PODERES TERRENALES, Anthony Burgess

En 1982, Anthony Burgess visitó Barcelona acompañado de su segunda esposa, Liana, una italiana jocunda que bien le iba al carácter de aquél. La razón de su visita era la presentación de Poderes terrenales (Argos Vergara, 1982). Leo que esta magnífica novela ha sido reeditada por El Aleph con la excelente traducción de José Manuel Álvarez Flores, aunque no sé si revisada, pues en la primera compartía la autoría con Ángela Pérez. Trata Burgess la historia de un exquisito escritor homosexual -Kenneth Toomey, placenteramente refugiado en Malta, donde recibe la visita de un alto prelado local, para que le de su testimonio sobre el difunto papa Gregorio XVII, de quien era concuñado y amigo, y cuyo proceso de canonización se ha iniciado. Este arranque sirve para que Toomey, en quien algunos críticos vieron un retrato de Saumerset Mogan, aunque para mí se aproxima más a Gore Vidal, haga un inteligente repaso de su vida y de un mundo, en el que reconoce la naturaleza humana del mal.
El mal y la violencia han centrado la obra de este creador excesivo, desbordado por su incontinencia verbal hasta el punto de inventar un idioma, el nadsat, que hablan sus violentos personajes de La naranja mecánica, que Stanley Kubrick llevó al cine, y otro preoral, para la película En busca del fuego, de Jean-Jacques Annaud. Los Poderes terrenales es un tipo de novela que arrastra al lector a una especie de vorágine que le enseña las entrañas espirituales del ser humano dejándolo finalmente exhausto y obligado a la reflexión sobre su propia existencia.

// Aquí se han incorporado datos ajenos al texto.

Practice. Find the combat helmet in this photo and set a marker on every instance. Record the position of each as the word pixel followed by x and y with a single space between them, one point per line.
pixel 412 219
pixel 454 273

Imagen: Con Anthony y Liana Burgess, en 1982, en el desaparecido restaurante «La estancia vieja» de Barcelona, después de dar cuenta de un suculento asado argentino y de varias botellas de Rioja. Foto de Carmen Sentíes.

domingo, 6 de julio de 2008

REMEDIO PARA MELANCÓLICOS, Ray Bradbury

Hace algunos meses, revisando mis primeros cuentos para una edición completa de los mismos, encontré en uno de ellos una alusión a Ray Bradbury. En el cuento -El gran peón- aparece un viejo sentado en una estación que se pasa el tiempo fumando su pipa y mirando pasar los trenes esperando a un desconocido: «¿El mismo viejo de un cuento de Bradbury? Viejo inspirador de ficciones. Viejo ficción», reza mi homenaje al maestro. Entonces me asaltó la curiosidad ¿por qué había hecho tan explícita esta inspiración? Esta simple pregunta me llenó de inquietud. No podía volver al mismo libro, pues era de mi desaparecida biblioteca argentina, y tampoco sabía en qué libro estaba ese cuento.
Releí con ansiedad Crónicas marcianas y El hombre ilustrado, pero no estaba en ellos. Me obsesionaba saber el origen de la chispa que, estaba seguro, había motivado el cuento. Al fin releí Remedio para melancólicos (Minotauro, 1992,2003) y me reencontré con varios cuentos bellísimos, como, aparte del que da título al libro, En una estación de buen tiempo, El dragón, El maravilloso traje de helado de crema...y al cabo con El pueblo donde no baja nadie. Aquí estaba el viejo.
Sin embargo, yo sabía, que no era este «viejo ficción» aunque así lo hubiera escrito, la verdadera razón de mi cuento. Tampoco eran el río ni el tren. Si acaso la oscura presencia de la muerte como una amenaza. Unos días después lo supe: «Yo quería regresar, pero el viejo siguió hablando y caminamos juntos en la oscuridad cada vez más inmensa, las olas de campo y de pradera, más allá del pueblo», dice el extraño que ha descendido en Rampart Junction. Sentí que este «más allá del pueblo» me había percutido entonces como una premonición en medio de «olas de campo y de pradera», a los cuales imaginé como una sabana amarilla barrida por una brisa igualmente amarilla.
Ahora, después de esta experiencia comprendo la emoción y la frustación del protagonista de Una estación de buen tiempo, cuando intenta contar a su mujer que, en la playa, ha visto a Picasso dibujar en la arena: «-Escucha. /Alice escuchó. /-No oigo nada, dijo./-¿No oyes nada? / -No ¿Qué es? /-Sólo la marea- dijo George Smith al cabo de un rato, sentado a la mesa, con los ojos tadavía cerrados-.Sólo la marea que sube.»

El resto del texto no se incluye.